Pre-draft measurables
| Height | Weight | Arm length | Hand span | 40-yard dash | 10-yard split | 20-yard split | 20-yard shuttle | Three-cone drill | Vertical jump | Broad jump | Bench press |
| 6 ft 3+3⁄8 in (1.91 m) | 318 lb (144 kg) | 32+1⁄4 in (0.82 m) | 10 in (0.25 m) | 5.41 s | 1.86 s | 3.10 s | 4.84 s | 7.91 s | 27.0 in (0.69 m) | 7 ft 6 in (2.29 m) | 22 reps |
All values from NFL Combine

===Green Bay Packers===
During the 2000 NFL draft, Tauscher was selected by the Packers in the seventh round with the 224th choice overall. He became a starter early in his rookie season, when long-time starter Earl Dotson suffered a back injury at Buffalo.

During the second game of the 2002 season, Tauscher suffered a sprained medial collateral ligament and a torn anterior cruciate ligament. As a result, he underwent surgery and missed the rest of the season. He made a successful comeback, however, and started every game since his return in 2003. However, his streak would come to an end during the 13th game of the 2008 season vs the Houston Texans. Tauscher suffered a torn anterior cruciate ligament and missed the remaining three games of the season.
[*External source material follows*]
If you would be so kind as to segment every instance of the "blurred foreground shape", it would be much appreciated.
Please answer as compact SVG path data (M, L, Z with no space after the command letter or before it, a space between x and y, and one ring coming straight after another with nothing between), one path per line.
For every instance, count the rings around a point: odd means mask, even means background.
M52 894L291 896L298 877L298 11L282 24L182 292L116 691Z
After the 2008 season was over, Tauscher became an unrestricted free agent. Tauscher worked out for the Kansas City Chiefs but the Packers eventually re-signed him four games into the 2009 season due to the Packers offensive line struggling to protect quarterback Aaron Rodgers. He became a free agent after the season again, but re-signed with the Packers on March 14, 2010.

Tauscher started at Right Tackle in the Packers' first four games of the 2010 season until he suffered a shoulder injury in a Week 4 matchup against the Detroit Lions. He was placed on injured reserve on November 12, 2010.

Tauscher was named Packers' 2008 Walter Payton Man of the Year and voted Packers' 2008 Ed Block Courage Award winner.

He was released by the team on July 29, 2011.

Tauscher was inducted into the Green Bay Packers Hall of Fame on July 21, 2018.

==Sports broadcasting==
Tauscher provides commentary and analysis on both the Wisconsin Badgers football radio network and the Green Bay Packers radio network. He co-hosts Wilde & Tausch, a Packers centric sports talk show with Jason (Jay Bird)Wilde and appears twice weekly on WKTI radio in Milwaukee during the football season.

==Personal life==
Tauscher founded the Trifecta Foundation which stands for Tauscher's Reading Initiative For Every Child to Achieve. He states that he found reading to be very challenging as a young child and credits a third grade teacher and a Pizza Hut "Book It" program with helping build his confidence.

Tauscher married Sarah Helgeson, in early 2009. The couple resides in Sun Prairie, Wisconsin.

Tauscher plays USTA tennis for the Madison Area League Tennis (MALT) division.